MURRAY, JA; U Central Arkansas: Advances in the neural bases of orientation & navigation

The ability to locomote in one direction, and the ability to navigate toward a distant goal are related behaviors that are phylogenetically widespread. Orientation includes finding the source of a signal, or movement relative to directional cues. Such abilities may require little more than directionally-selective sensors coupled to turning mechanims, so this behavior can be implemented by relatively-simple circuits. Navigation involves both the ability to detect direction, as well as a map-sense that provides position. Navigation is less-common and arguably requires greater brain computation than simple orientation, but may be present in arthropods as well as in vertebrates. Great progress has been made in exploring the biophysical and sensory bases for these behaviors, and in recent years the locations and the identity of the cellular transducers of the sensory stimuli (e.g. geomagnetic fields) have been narrowed in some taxa. The sea slug Tritonia orients its crawling to chemical, hydrodynamic, and geomagnetic cues.

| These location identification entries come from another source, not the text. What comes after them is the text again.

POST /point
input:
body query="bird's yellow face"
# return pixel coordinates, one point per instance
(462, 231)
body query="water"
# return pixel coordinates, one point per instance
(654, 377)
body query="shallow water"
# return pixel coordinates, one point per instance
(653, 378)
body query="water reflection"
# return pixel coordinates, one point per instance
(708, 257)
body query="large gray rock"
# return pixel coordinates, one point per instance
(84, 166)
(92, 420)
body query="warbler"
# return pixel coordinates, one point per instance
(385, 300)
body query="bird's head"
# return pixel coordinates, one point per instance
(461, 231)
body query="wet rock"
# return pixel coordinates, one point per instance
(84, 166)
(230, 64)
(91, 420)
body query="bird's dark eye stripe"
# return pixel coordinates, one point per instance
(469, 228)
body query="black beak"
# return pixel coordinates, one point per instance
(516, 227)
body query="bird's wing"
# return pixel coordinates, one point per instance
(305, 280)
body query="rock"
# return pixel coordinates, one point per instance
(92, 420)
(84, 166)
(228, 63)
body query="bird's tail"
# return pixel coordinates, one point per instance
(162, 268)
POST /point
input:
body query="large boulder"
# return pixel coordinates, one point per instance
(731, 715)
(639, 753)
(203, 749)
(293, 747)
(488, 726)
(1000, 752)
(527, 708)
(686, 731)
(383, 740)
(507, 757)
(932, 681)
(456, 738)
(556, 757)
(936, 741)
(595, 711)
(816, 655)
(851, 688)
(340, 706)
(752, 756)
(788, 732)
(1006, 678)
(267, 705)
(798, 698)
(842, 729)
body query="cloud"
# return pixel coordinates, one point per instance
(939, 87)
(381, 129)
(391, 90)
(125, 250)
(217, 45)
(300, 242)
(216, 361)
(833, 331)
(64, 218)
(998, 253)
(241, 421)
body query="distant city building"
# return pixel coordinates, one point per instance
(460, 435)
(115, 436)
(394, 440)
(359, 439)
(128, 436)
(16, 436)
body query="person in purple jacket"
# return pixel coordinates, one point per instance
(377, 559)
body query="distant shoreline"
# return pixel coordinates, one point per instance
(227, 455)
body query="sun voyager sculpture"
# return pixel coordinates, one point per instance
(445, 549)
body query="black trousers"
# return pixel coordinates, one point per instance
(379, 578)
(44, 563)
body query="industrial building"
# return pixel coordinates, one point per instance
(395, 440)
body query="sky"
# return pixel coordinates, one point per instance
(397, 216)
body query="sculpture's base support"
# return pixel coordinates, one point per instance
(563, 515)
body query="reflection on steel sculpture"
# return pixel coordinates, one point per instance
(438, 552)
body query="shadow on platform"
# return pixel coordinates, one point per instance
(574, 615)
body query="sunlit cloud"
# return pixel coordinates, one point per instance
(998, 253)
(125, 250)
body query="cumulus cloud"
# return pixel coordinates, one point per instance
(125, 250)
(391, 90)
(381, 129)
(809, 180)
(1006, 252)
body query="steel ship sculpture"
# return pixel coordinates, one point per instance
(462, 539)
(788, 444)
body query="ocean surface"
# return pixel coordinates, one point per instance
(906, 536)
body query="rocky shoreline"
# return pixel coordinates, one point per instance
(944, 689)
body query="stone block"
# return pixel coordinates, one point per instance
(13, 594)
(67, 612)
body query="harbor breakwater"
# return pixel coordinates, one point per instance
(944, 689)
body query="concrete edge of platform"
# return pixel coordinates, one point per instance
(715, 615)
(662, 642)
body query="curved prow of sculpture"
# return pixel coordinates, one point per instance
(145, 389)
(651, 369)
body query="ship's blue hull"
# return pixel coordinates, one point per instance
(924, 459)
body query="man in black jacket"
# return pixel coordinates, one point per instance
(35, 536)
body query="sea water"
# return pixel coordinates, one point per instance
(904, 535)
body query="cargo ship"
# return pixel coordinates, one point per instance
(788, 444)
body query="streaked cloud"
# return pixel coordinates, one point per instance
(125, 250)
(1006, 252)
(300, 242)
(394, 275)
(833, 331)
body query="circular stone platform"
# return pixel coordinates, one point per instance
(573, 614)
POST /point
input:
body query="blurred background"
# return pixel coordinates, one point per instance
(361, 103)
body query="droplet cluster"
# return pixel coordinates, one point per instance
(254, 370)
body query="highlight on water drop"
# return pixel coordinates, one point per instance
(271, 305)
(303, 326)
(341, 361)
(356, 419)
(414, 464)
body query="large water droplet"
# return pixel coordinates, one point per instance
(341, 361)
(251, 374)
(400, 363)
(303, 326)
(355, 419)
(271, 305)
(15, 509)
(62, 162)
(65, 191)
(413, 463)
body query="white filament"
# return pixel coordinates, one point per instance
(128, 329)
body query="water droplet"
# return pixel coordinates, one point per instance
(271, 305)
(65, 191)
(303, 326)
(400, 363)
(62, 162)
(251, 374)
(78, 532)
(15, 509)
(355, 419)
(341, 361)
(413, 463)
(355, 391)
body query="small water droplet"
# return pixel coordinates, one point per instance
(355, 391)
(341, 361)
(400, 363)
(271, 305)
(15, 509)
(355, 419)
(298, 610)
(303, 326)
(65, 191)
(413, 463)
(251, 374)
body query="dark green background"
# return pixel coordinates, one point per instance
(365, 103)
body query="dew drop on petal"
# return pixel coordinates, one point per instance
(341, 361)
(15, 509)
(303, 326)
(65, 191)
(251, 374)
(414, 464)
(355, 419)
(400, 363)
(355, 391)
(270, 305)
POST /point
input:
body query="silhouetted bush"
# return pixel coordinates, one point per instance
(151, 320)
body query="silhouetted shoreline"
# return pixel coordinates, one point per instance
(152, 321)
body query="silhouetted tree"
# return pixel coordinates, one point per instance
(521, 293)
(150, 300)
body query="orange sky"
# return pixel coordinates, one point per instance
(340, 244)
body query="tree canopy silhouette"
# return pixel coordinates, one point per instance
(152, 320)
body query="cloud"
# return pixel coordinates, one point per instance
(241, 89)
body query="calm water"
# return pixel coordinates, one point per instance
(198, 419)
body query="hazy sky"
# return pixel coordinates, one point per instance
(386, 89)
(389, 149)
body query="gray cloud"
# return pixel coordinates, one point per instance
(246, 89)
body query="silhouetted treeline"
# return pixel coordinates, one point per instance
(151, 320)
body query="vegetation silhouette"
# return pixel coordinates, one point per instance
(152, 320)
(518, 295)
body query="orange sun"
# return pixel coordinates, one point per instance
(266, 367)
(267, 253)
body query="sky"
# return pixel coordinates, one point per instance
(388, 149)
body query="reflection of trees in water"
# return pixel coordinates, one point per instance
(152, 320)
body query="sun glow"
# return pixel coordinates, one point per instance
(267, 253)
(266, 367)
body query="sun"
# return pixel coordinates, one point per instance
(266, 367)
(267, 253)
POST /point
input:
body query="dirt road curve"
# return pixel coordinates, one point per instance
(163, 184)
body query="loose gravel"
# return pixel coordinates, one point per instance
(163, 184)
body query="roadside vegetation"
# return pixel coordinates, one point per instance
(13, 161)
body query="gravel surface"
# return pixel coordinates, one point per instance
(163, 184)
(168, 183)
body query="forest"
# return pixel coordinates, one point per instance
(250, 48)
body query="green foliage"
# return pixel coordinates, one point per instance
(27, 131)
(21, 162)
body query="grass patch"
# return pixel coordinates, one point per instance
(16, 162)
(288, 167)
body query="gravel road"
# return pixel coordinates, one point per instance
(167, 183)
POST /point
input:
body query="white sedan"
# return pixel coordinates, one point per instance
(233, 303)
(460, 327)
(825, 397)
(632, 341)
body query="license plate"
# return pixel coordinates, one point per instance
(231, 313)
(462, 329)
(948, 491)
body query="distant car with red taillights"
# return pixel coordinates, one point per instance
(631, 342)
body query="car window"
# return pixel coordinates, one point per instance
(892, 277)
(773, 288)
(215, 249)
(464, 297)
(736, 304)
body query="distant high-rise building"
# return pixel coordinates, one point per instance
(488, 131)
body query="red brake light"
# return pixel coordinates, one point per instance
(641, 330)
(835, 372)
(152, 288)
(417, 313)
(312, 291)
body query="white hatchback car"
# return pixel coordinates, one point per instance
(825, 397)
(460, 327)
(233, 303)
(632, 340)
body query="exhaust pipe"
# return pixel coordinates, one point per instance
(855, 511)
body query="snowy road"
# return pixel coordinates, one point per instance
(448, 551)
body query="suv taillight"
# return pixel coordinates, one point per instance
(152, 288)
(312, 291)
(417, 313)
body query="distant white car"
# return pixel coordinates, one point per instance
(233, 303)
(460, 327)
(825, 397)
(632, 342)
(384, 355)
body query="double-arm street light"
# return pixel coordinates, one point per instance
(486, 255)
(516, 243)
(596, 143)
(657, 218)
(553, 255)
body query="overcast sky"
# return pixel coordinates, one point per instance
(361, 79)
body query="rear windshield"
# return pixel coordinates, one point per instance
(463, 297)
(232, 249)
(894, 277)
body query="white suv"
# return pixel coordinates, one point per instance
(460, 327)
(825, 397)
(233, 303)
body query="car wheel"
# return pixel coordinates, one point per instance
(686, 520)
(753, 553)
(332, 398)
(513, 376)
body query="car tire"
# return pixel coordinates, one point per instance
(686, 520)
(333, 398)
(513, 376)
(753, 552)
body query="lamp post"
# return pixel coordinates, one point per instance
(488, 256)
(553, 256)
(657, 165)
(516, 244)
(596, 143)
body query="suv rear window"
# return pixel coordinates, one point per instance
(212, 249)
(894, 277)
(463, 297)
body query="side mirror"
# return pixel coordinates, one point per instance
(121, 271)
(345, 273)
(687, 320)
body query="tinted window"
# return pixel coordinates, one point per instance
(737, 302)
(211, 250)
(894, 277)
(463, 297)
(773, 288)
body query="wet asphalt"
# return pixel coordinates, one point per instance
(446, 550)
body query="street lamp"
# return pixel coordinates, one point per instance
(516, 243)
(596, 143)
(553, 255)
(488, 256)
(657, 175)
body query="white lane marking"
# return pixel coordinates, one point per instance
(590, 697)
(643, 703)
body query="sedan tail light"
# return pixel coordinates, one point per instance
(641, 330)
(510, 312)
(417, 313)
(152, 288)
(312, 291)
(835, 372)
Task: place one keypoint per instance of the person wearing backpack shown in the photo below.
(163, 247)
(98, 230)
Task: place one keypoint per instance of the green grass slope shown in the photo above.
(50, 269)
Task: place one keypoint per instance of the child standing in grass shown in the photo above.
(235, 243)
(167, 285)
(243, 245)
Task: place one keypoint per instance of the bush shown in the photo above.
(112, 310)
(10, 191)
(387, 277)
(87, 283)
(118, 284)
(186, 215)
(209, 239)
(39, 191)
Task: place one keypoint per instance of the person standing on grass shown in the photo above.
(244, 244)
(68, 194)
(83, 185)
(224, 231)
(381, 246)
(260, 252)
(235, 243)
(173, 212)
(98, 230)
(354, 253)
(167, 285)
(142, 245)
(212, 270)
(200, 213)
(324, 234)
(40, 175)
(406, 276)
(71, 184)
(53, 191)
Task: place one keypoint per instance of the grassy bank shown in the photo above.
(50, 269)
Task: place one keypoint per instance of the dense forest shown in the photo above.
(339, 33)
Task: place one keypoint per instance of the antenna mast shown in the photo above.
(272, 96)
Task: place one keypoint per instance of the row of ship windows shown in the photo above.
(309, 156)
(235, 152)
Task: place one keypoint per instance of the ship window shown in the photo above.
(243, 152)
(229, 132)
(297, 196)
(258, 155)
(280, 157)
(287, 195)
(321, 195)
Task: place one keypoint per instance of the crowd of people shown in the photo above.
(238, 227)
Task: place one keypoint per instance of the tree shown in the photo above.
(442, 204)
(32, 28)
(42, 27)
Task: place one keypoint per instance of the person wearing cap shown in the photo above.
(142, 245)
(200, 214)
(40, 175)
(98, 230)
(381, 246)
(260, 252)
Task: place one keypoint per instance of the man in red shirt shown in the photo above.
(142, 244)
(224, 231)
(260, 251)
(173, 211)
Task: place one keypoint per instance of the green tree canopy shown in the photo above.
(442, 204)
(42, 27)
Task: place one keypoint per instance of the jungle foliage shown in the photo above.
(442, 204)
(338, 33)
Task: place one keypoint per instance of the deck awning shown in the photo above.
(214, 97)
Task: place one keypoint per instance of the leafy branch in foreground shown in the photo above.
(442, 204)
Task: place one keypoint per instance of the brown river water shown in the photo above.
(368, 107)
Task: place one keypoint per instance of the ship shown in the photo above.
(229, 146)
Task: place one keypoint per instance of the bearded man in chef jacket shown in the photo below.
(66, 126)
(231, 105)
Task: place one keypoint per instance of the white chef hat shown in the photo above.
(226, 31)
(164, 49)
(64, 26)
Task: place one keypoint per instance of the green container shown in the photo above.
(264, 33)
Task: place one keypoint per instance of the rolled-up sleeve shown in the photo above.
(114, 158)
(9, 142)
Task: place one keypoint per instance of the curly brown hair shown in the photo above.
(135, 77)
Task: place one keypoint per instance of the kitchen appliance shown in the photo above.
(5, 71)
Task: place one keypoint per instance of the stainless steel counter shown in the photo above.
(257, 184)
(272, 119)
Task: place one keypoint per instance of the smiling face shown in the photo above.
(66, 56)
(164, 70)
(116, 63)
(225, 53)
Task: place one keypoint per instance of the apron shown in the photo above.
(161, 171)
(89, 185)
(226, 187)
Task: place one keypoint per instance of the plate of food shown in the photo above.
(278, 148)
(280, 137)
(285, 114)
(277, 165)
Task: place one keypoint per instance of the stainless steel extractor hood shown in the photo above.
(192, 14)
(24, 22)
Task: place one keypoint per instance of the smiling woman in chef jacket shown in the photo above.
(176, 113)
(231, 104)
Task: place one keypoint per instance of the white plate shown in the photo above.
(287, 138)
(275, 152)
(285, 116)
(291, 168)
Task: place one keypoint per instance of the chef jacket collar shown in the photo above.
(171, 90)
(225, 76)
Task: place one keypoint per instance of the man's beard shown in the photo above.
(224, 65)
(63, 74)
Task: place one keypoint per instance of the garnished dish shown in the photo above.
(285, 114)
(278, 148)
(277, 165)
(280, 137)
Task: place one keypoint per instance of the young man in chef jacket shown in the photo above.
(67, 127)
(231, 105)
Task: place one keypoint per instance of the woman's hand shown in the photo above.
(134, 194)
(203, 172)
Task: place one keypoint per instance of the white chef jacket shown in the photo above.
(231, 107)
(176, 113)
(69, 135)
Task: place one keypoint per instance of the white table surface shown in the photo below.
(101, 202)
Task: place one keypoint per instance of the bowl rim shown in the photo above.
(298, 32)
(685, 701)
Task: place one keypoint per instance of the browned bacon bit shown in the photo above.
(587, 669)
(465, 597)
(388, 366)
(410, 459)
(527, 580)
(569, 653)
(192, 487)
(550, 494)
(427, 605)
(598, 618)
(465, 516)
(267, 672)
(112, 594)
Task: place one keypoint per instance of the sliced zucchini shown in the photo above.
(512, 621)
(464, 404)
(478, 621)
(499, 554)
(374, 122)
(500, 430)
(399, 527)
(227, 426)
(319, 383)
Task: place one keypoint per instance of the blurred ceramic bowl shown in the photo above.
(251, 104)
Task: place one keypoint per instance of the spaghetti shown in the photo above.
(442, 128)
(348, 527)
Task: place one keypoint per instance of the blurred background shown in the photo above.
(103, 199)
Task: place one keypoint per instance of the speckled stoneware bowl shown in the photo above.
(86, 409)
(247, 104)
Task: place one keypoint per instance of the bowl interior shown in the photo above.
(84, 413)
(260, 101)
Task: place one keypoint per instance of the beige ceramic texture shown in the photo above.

Its brain has ~7,000 relatively-large neurons that facilitate circuit analysis. Recent work has characterized both peripheral and central neural correlates of orientation signals, as well as the control of thrust and turning, and studies of their field behavior have suggested how these disparate orientation systems may be integrated. Direction-selective and position-responsive brain cells have been located in the brains of mammals and birds, and these cells may contribute to a cognitive map that can enable navigation. Navigation strategies inspired from organisms have been implemented in autonomous robots, and programming a strategy into a computer may be analogous to the evolutionary trade-offs between robustly simple neural circuits and more complex neural systems that are more physiologically expensive. The synergy between robotic models and physiology has advanced both fields.